東京・青山「匠 進吾(たくみ・しんご)」の主人、高橋進吾さん(41)は16歳で四ッ谷の名店「すし匠」の中澤圭二親方(現在はハワイの「すし匠ワイキキ」親方)のもとで10年以上にわたって学び、その後、全国の様々な場所で修行、18年を経て独立した。仕込みの力で鮨を握る「匠 進吾」の一日を追った。
豊洲市場のマグロ専門仲卸の大手「やま幸」の山口幸隆社長から説明を受けながらブロックで買う。
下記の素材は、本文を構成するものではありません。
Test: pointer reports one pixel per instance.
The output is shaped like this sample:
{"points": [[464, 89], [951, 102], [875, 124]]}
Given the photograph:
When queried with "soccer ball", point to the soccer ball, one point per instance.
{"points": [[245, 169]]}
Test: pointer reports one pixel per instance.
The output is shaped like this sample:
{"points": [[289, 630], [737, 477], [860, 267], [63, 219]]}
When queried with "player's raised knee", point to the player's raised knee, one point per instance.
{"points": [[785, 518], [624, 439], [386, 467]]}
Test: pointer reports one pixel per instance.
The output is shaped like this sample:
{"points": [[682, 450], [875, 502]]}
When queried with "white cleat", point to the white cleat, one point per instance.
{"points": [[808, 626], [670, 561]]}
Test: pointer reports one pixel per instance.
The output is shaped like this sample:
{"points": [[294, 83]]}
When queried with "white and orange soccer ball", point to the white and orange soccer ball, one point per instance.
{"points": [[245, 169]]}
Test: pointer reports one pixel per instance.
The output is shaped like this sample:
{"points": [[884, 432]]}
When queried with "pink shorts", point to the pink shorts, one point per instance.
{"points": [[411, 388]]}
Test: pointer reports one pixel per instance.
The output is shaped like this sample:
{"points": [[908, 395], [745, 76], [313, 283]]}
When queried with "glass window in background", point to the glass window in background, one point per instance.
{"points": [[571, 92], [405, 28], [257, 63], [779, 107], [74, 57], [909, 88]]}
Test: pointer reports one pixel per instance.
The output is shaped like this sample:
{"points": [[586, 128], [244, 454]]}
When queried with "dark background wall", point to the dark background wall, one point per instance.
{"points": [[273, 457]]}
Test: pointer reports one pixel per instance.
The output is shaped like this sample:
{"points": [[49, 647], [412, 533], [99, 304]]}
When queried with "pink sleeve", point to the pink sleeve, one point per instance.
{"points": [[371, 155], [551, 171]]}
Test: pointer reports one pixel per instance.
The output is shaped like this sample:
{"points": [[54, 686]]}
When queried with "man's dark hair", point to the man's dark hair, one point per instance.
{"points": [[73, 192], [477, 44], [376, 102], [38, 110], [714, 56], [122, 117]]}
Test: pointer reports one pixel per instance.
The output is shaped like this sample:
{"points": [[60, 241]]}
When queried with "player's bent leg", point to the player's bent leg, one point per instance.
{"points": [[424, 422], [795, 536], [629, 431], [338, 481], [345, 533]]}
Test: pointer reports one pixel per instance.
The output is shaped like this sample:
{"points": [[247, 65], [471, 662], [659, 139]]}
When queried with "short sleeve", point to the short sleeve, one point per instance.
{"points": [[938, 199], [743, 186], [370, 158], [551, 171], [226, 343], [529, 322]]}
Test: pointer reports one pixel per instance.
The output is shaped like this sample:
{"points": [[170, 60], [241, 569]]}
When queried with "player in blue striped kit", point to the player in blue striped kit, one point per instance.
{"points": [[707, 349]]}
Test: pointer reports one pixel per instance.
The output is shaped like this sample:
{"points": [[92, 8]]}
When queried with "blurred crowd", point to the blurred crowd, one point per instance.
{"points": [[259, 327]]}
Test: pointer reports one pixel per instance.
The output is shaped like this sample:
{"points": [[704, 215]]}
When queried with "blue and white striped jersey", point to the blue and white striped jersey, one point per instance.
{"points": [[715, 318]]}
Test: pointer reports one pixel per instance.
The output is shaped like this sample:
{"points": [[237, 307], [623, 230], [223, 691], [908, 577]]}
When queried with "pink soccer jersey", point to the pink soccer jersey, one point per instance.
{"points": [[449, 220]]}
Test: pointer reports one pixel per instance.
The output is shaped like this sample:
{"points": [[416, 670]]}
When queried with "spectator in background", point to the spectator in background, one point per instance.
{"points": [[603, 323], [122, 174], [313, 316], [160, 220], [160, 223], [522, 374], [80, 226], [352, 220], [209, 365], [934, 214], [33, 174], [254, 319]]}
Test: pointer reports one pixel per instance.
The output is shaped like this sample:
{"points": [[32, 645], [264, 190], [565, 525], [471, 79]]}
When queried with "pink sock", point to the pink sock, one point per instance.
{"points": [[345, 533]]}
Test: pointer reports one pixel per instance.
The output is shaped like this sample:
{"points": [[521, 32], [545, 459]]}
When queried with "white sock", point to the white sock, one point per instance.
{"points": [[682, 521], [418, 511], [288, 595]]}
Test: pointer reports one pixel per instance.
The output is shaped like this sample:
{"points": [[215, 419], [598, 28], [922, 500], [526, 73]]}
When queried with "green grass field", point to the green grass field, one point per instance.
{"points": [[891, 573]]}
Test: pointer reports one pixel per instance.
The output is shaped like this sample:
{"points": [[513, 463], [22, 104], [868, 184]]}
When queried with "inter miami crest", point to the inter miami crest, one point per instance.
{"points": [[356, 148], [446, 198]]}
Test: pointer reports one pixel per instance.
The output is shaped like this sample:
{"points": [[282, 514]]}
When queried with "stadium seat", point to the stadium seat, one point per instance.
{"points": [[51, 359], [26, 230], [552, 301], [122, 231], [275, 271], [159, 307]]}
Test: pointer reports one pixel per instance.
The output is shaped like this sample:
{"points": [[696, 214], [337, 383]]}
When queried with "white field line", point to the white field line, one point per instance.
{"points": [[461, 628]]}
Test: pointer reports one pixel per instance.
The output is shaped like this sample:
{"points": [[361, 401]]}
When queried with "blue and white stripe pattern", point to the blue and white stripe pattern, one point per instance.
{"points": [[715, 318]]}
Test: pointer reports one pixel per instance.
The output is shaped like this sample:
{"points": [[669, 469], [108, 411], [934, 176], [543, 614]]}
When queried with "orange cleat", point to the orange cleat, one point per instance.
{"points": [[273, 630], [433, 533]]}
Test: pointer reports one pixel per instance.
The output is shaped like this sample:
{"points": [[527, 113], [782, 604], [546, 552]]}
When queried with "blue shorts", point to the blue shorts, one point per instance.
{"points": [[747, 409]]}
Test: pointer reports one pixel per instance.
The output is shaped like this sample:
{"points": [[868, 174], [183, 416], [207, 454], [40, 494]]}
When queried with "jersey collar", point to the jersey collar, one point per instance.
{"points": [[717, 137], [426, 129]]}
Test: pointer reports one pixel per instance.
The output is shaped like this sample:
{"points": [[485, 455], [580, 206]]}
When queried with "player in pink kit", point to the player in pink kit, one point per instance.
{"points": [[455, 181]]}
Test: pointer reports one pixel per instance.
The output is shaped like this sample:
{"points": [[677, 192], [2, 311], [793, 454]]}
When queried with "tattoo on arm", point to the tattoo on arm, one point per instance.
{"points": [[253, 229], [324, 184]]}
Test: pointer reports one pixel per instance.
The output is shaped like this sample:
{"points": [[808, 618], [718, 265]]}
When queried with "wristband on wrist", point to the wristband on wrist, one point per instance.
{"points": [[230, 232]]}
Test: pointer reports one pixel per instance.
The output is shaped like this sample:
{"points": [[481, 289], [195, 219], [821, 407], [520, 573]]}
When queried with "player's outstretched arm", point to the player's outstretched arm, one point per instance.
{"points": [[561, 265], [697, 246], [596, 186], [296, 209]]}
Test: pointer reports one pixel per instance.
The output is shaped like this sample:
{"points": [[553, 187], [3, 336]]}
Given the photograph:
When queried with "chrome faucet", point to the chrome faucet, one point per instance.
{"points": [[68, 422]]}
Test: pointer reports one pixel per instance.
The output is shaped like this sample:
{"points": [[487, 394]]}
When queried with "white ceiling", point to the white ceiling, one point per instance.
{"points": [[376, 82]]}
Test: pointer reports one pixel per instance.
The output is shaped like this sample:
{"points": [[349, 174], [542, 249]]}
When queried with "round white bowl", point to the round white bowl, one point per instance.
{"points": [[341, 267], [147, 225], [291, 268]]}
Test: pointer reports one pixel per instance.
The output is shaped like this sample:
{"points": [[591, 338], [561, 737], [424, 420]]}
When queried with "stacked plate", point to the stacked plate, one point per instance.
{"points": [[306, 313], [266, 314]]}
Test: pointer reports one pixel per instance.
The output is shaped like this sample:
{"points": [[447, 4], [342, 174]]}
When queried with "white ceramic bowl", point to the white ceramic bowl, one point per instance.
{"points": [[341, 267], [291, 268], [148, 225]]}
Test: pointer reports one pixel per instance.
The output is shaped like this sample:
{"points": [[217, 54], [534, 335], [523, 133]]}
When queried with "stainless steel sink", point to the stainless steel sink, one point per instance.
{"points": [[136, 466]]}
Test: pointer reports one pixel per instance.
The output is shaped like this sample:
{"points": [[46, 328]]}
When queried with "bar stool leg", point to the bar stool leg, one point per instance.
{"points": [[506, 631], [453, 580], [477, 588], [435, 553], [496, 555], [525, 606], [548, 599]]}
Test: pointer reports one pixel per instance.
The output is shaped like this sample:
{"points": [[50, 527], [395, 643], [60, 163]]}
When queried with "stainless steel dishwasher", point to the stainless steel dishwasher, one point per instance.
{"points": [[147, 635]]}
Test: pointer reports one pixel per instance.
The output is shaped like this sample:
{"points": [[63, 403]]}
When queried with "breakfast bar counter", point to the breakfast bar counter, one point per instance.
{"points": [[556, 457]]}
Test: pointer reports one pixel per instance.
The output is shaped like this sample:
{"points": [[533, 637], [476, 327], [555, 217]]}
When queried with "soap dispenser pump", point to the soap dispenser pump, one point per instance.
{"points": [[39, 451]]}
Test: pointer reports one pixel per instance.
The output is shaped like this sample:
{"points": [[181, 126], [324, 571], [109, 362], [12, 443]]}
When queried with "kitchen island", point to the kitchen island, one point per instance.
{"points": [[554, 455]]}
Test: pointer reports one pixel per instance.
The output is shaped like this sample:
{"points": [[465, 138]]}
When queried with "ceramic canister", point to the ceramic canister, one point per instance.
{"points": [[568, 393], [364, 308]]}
この日は千葉県勝浦産の天然生本マグロ。全国の漁港と提携し、独自の仕入れルートを持つ「旭水産」で勧められた子持ちヤリイカの感触を確かめつつ入手した。
市場から店へ戻ると「やま幸」で仕入れた本マグロのブロックを赤身、中トロ、大トロと分けながら柵どりしていく。87キロの小ぶりのマグロだが、「この時期はこれぐらいのが旨い」(高橋さん。以下同)。身質に応じて1~2週間熟成させることもある。
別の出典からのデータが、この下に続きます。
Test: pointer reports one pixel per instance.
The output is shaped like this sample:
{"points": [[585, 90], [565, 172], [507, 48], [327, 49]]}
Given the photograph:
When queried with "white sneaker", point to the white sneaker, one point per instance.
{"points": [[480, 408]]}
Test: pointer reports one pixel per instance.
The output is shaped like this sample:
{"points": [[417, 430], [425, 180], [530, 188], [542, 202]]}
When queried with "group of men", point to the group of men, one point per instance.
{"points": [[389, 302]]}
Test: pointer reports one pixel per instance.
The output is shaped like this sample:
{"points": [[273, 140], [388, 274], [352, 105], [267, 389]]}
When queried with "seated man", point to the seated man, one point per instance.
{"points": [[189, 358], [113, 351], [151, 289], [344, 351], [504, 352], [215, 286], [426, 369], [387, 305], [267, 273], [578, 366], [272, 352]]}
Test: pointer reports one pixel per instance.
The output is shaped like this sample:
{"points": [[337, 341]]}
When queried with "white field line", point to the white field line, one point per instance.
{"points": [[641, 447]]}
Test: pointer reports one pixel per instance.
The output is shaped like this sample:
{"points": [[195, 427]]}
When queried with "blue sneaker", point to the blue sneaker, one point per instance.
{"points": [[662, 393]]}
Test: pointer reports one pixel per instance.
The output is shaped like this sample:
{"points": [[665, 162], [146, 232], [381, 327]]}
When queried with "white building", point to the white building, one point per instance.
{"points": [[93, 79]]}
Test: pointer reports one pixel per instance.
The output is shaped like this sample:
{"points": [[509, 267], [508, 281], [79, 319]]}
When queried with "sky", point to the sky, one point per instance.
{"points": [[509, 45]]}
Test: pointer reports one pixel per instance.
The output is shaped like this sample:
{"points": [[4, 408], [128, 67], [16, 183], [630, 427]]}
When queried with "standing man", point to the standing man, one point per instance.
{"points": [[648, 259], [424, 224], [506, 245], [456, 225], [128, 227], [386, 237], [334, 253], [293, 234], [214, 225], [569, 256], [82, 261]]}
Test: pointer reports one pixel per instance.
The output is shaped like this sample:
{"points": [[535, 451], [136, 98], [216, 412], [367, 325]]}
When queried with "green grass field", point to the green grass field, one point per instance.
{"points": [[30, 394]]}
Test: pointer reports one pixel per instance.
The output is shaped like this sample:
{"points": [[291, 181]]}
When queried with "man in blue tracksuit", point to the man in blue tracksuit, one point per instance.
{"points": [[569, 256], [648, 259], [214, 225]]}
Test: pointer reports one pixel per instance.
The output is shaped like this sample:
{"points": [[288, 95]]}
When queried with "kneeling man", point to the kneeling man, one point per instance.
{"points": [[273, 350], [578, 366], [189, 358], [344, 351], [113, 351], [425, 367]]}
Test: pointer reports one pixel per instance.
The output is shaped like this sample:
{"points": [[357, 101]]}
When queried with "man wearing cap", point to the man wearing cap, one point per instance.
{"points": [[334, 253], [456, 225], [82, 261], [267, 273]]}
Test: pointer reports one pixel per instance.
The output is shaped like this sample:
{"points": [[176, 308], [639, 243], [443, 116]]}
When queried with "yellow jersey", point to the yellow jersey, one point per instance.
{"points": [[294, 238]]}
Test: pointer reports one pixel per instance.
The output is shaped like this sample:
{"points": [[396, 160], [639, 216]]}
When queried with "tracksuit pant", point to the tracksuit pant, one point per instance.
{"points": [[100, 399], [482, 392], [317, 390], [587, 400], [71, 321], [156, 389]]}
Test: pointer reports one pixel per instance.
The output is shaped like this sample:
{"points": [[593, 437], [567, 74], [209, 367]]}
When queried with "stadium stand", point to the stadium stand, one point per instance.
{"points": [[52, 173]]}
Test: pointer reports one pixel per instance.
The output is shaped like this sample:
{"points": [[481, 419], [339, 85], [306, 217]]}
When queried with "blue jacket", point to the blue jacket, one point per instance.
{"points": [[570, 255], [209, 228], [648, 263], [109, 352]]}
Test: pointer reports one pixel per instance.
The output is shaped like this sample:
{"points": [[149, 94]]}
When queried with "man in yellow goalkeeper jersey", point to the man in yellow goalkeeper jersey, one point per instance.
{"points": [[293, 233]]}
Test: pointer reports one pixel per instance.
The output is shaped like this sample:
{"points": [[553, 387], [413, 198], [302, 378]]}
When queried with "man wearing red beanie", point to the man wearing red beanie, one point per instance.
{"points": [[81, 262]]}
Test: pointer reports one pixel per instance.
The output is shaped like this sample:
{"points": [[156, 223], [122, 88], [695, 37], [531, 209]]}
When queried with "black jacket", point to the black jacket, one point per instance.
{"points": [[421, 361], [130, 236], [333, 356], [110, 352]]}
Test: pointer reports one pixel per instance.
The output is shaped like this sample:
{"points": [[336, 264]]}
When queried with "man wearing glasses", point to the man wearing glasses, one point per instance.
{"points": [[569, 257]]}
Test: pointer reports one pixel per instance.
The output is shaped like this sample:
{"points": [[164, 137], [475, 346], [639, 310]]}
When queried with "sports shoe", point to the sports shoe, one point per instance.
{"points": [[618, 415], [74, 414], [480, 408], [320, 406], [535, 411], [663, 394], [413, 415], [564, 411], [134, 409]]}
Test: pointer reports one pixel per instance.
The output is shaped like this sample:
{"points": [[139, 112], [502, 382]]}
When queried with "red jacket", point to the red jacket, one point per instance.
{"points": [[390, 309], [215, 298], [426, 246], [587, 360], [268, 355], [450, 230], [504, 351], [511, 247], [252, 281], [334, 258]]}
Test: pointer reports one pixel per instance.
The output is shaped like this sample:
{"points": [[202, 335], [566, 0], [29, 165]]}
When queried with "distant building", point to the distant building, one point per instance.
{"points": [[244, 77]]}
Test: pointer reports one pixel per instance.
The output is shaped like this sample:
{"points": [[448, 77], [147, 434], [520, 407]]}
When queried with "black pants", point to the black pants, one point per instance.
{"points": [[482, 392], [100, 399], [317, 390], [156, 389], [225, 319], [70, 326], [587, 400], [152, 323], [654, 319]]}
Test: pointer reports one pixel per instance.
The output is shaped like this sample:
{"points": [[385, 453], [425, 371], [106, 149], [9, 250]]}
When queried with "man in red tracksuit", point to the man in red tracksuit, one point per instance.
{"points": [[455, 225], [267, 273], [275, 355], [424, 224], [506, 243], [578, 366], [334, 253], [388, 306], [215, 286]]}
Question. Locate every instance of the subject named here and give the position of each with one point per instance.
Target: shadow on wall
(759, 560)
開店前は5人の弟子たちとともに仕込みに追われる。小鰭には20分塩をあてたのち酢をくぐらす。酢飯はササニシキとひとめぼれの古米のブレンド。赤酢と白酢の2種を用意し、ネタに応じて使い分ける。
上から兵庫県明石の真鯛、千葉県勝浦のマグロの赤身、鹿児島出水の鰺。「それぞれ季節によって産地は変えていきます」
酢で締めた鯖の間に刻んだネギ、ガリ、ゴマをあしらったつまみ。「鯖鮨の上の部分だけを食べているイメージですね」。